Purtroppo la macchina del monitoraggio obbliga a stare a pancia in su, una posizione impossibile da tollerare per la schiena, la cosa bella invece è che non devo “tenermi”, nessuno si scandalizza né si preoccupa, faccio tutto quello che voglio, mi sento un animale e mi piace molto.
Gian mi racconta dopo che facevo un verso strano, come una specie di e prolungata, con la bocca semiaperta, mentre, quando perdevo la pazienza urlavo: bastaaaaaaaaaaaaaaaaa o mi sono rotta i coglioniiiiiiiiiiiiiii etc.
A un certo punto arriva una ragazza, in travaglio anche lei. Non si lamenta quasi. Ci guardiamo senza parlare. Poi lei entra in sala parto (io muoio di invidia) lì caccia un urlo fortissimo che però non mi impressiona, quando finisce il suo urlo inizia il pianto del suo bambino. Penso il cuore mi si sia fermato dall’emozione in quello switch.
Finalmente l’ostetrica mi dice di cominciare a spingere. Quando sento arrivare la contrazione butto in fretta fuori l’aria, mi riempio i polmoni e spingo con tutte le mie forze guardandomi la pancia e tenendomi con le mani alle cosce. Eseguo quello che mi dice l’ostetrica poiché non avverto per nulla “il bisogno di spingere” tanto decantato, probabilmente annullato dall’ossitocina. Finalmente la corsa (sì, la corsa) in sala parto lì dietro. Le gambe imbragate la finestra con gli alberi SPINGI SPINGI tra poco arriva il mio bambino SPINGI SPINGI nessun dolore la faccia mi scoppia mi manca il fiato SPINGI SPINGI c’è un problema prova a risentire il cuore è il cordone SPINGI SPINGI forse ci vuole la ventosa chiama il dottore l’infermiera si butta sulla mia pancia e schiaccia con tutte le sue forze con gli avambracci uniti forse muoio SPINGI SPINGI ecco la testolina SPINGIIIIIIIIIII. Il bambino esce, caldo caldo e morbido, sguscia via in un attimo, lui piange io piango, non c’è dolore, c’è il bambino, gli aspirano il liquido amniotico, fa la pipì addosso all’infermiera, è proprio il mio bambino.

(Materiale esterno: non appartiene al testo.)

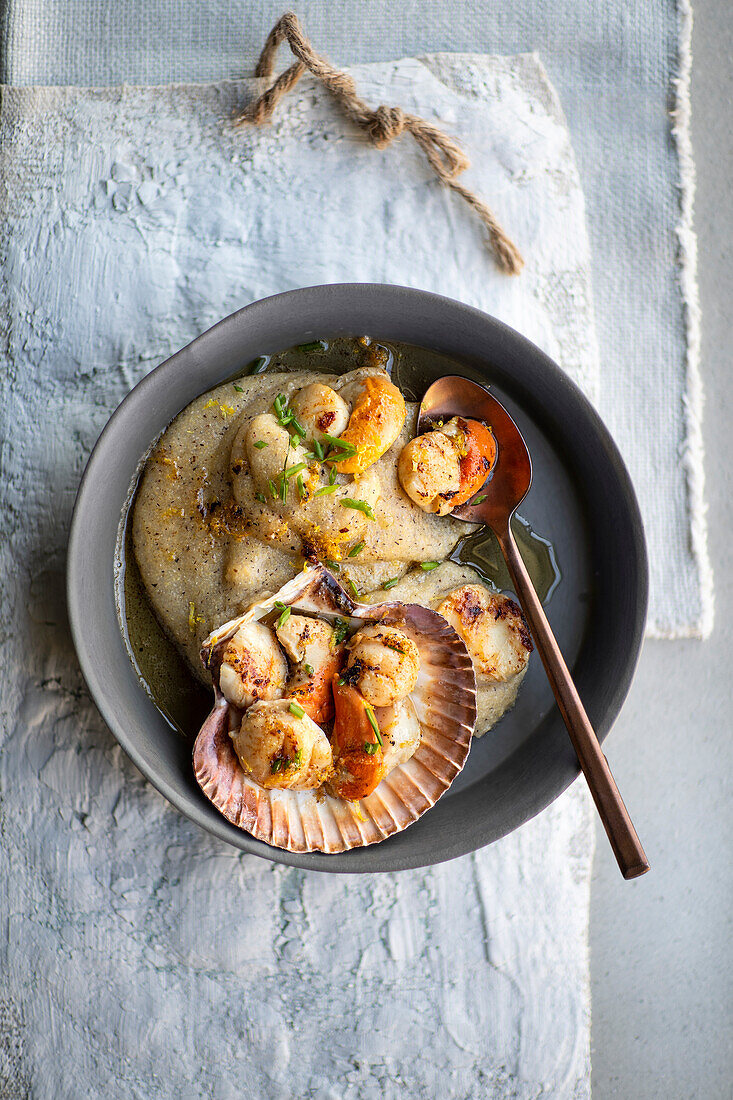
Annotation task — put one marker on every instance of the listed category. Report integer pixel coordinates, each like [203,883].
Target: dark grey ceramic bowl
[581,498]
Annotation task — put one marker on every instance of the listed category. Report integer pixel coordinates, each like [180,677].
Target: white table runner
[132,219]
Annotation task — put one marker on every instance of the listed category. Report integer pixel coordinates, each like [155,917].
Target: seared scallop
[429,471]
[320,410]
[253,666]
[493,628]
[383,664]
[281,749]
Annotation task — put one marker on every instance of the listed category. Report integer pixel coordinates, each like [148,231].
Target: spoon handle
[625,843]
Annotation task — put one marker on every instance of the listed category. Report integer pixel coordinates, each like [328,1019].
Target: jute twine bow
[381,125]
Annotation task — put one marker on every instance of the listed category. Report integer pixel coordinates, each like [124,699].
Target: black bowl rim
[538,369]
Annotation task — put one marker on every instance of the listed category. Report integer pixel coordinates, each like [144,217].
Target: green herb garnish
[358,505]
[284,614]
[341,444]
[373,723]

Allora era vero. Arriva Gian, lo vedo grande grande, gli hanno dato un camice azzurro, mi bacia tutta la faccia, gli tremano le mani, guarda il bambino, sembra senza peso, mi mettono a fianco il bambino, dentro una coperta, è bellissimo, chiaro chiaro, pelatino, gira la testa verso di me e stringe il dito di Gian. Dopo un pochino lo portano via, me lo riporteranno dopo cinque ore per allattarlo. Cominciano i punti di sutura, devo avere litri di adrenalina in corpo che mi fanno discorrere animatamente con il chirurgo, intento a ricucirmi, di progetti, sponsorizzazioni, finanziamenti, problemi dei lavoratori. Gian è esterrefatto. Fuori dalla sala parto c’è mia madre che, mi dicono, ha avuto il travaglio anche lei, la mia socia, i miei fratelli. Tutti mi abbracciano. Io parlo parlo parlo e poi ancora, fino a notte inoltrata, ai danni della signora undici che ha la disgrazia di occupare il letto a fianco al mio.